Qualche anno fa, da alcune ricerche fatte, abbiamo scoperto che prima di partire per l’Albania fu messo su un treno che passò per la stazione di Apice. Mancava a casa da mesi e doveva andare a combattere in terra straniera, passò a poca distanza dai suoi cari ma non potè fermarsi per salutarli. Dopo di questo una comunicazione dal fronte e il lutto scese sulle vesti delle donne di casa, sul povero vecchio padre che aspettava ben consapevole che anche all’altro figlio poteva capitare la stessa sorte. Ma la morte aveva scelto il più giovane finito con un colpo di baionetta, questo si seppe, morì nel peggiore dei modi. Mio padre, nonostante le disavventure rientrò a Firenze e vi restò per un bel po’ perché era complicato spostarsi, ci volle un po’ di tempo per rientrare in paese. Restò presso alcuni amici e imparò il mestiere di fioraio, Firenze non tardò a riprendersi ma la maggior parte dei fiori erano corone per funerali. La nonna e le zie continuarono a indossare gli abiti neri per lunghi anni.

 

Lui tornò con un baule di racconti, esperienze, foto con bellissime crocerossine e signorine fiorentine, ma la guerra lo aveva segnato profondamente, non si cancellano quelle esperienze, forse si imprimono nelle carni come le ferite e la malattia che lo invalidò. E così, dopo la liberazione della nazione, restava quella liberazione difficile da operare, il suo spirito, la sua anima, il suo io massacrato dalla violenza assorbita, patita.

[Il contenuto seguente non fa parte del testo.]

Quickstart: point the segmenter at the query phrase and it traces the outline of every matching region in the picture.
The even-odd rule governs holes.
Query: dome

Il suo era un corpo speciale, la Croce Rossa non era attaccata direttamente ma erano bersagli indiretti quando dovevano recuperare i feriti, vedevano tutte le sofferenze che la guerra può imprimere. I nostri paesini poco seppero della guerra vera tranne qualche bombardamento, l’arrivo dell’esercito tedesco e il sequestro dei beni, non seppero della Resistenza dei fratelli Cervi, non videro le atrocità della Linea Gotica.

 

Le zie ricordavano con terrore i militari tedeschi; sotterrarono i corredi, nascosero i buoi e i maiali negli anfratti naturali lungo il ruscello perché l’esercito nazista requisiva tutto, erano loro i padroni. Degli Americani avevano un buon ricordo ma dicevano che i “Neri” erano pericolosi e si tenevano alla larga perché si raccontava di stupri. Un altro zio tornò dall’Inghilterra dove era stato prigioniero, non aveva sofferto con gli Inglesi. Peggiore fu la sorte di chi andò in Russia, tornò con i piedi congelati, lividi. Zio Vincenzo fu miracolato, silurarono la nave, lui era in Marina, un proiettile gli scoperchiò il cranio, ma guarì e della sua vita ne ebbe tante da raccontare. Quando la generazione che ha combattuto sarà definitivamente scomparsa allora si inneggerà di nuovo alla guerra perché l’uomo dimentica e non impara, non fa tesoro dell’esperienza e cade sempre negli stessi errori.